— Вижу, есть новости, — сказал я. — Какие?
— Не сейчас, малыш. Все расскажу вечером, когда дела будут кончены, и мы будем посвободнее. После второго представления, когда переоденемся, я хочу, чтобы вы собрались в моей уборной. Так всем и скажи. И раздобудь стаканы, у меня всего три, так что надо достать еще три. Пить будем шампанское, об этом я сам позабочусь, пары бутылок, я думаю, хватит. Вот и все до вечера. Какие новости о храброй маленькой Бельгии? Это, видно, совсем не та Бельгия, которую я знаю.
Я не хотел с ним спорить и заговорил о другом:
— Как там поживает Барни?
— Да, совсем забыл тебе сказать. Он сейчас в Ганновере, с цирком. Я знаю это не от него, — он, наверно, и писать-то не умеет, — а от известного тебе голландского агента. Немцы люди дотошные, так что его, может быть, и интернировали, хотя сомневаюсь, чтобы даже немцы рыскали по циркам в поисках карликов. Кстати, Ричард, передай всем, что сегодня я хотел бы, чтоб труппа Гэнги Дана дала два блистательных представления. На то есть свои причины.
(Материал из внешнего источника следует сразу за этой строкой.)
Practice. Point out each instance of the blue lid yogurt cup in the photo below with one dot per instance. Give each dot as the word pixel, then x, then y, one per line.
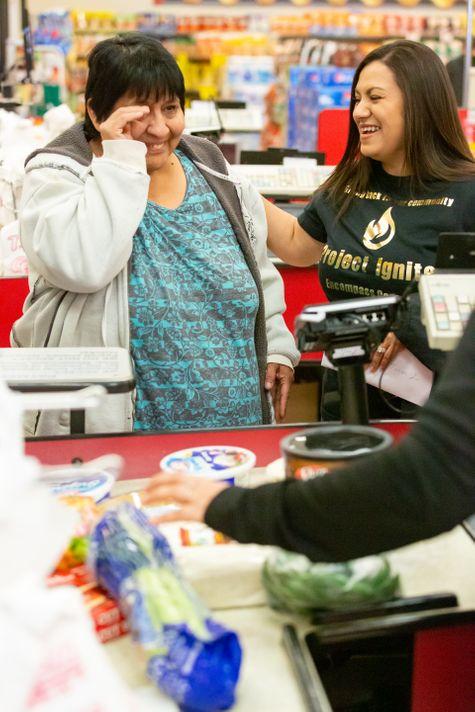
pixel 226 463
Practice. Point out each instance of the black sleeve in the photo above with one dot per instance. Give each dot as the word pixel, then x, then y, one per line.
pixel 422 487
pixel 310 220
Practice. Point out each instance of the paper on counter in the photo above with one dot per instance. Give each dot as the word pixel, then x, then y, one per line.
pixel 406 377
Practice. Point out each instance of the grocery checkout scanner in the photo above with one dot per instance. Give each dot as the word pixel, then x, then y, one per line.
pixel 387 658
pixel 410 655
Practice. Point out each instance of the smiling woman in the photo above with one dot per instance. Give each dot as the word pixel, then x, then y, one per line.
pixel 136 236
pixel 407 174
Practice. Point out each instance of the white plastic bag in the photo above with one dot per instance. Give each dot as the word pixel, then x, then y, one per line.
pixel 50 659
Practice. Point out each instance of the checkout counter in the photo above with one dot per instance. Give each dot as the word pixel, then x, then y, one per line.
pixel 228 580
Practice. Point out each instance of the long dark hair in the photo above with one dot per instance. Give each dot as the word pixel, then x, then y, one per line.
pixel 436 148
pixel 131 62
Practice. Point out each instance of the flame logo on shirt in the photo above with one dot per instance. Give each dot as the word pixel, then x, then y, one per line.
pixel 379 232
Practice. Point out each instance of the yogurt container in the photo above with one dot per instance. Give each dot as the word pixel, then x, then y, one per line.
pixel 226 463
pixel 313 452
pixel 93 479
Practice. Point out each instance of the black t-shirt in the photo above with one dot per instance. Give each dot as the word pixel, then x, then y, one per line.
pixel 388 237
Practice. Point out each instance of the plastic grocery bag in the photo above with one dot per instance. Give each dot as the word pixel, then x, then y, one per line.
pixel 192 658
pixel 50 658
pixel 294 583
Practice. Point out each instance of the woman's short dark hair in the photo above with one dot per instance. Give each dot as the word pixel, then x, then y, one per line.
pixel 129 63
pixel 435 145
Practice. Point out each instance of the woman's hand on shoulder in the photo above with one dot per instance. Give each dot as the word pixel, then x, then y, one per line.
pixel 118 124
pixel 279 378
pixel 385 352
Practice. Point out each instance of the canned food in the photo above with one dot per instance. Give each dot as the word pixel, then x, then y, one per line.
pixel 313 452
Конечно, я все передал Дорис, Тьюби и Сэму с Беном. Теперь, как правило, публика на втором субботнем представлении бывала совсем не в нашем вкусе: им хотелось только посмеяться и попеть хором. Да кроме того, как я уже говорил, военная лихорадка тоже работала против нас. Но тем не менее второе представление в ту субботнюю августовскую ночь 1914 года было самым лучшим из всех. Если не считать безвкусной концовки с флагами, дядиного «фокуса для детишек», мы показали все наши лучшие трюки и иллюзии, включая «Волшебный ящик», с которым Дорис справлялась куда быстрей, чем Сисси, «Мага-соперника», где Филипп Тьюби работал несравненно лучше Барни, «Исчезающего велосипедиста» и «Волшебную картину» В тот вечер все мы, можно сказать, были чародеями и мастерами своего дела. Все было абсолютно точно рассчитано и великолепно выполнено. И я готов поклясться, что от нас к публике словно протянулись невидимые нити, — это был именно тот случай, когда никакие события, проецируемые на киноэкран из железной коробки, не могут идти в сравнение с живыми исполнителями; и зритель почувствовал, что видит не обычное представление. Аплодисменты в конце не были как гром, — они никогда не похожи на гром, — но в ладони били дружно и сильно, точно град стучал по деревянной крыше. И дядя Ник вдруг сделал то, чего не делал никогда: он всех нас вывел на поклоны. Да. Но ведь это же было наше последнее выступление.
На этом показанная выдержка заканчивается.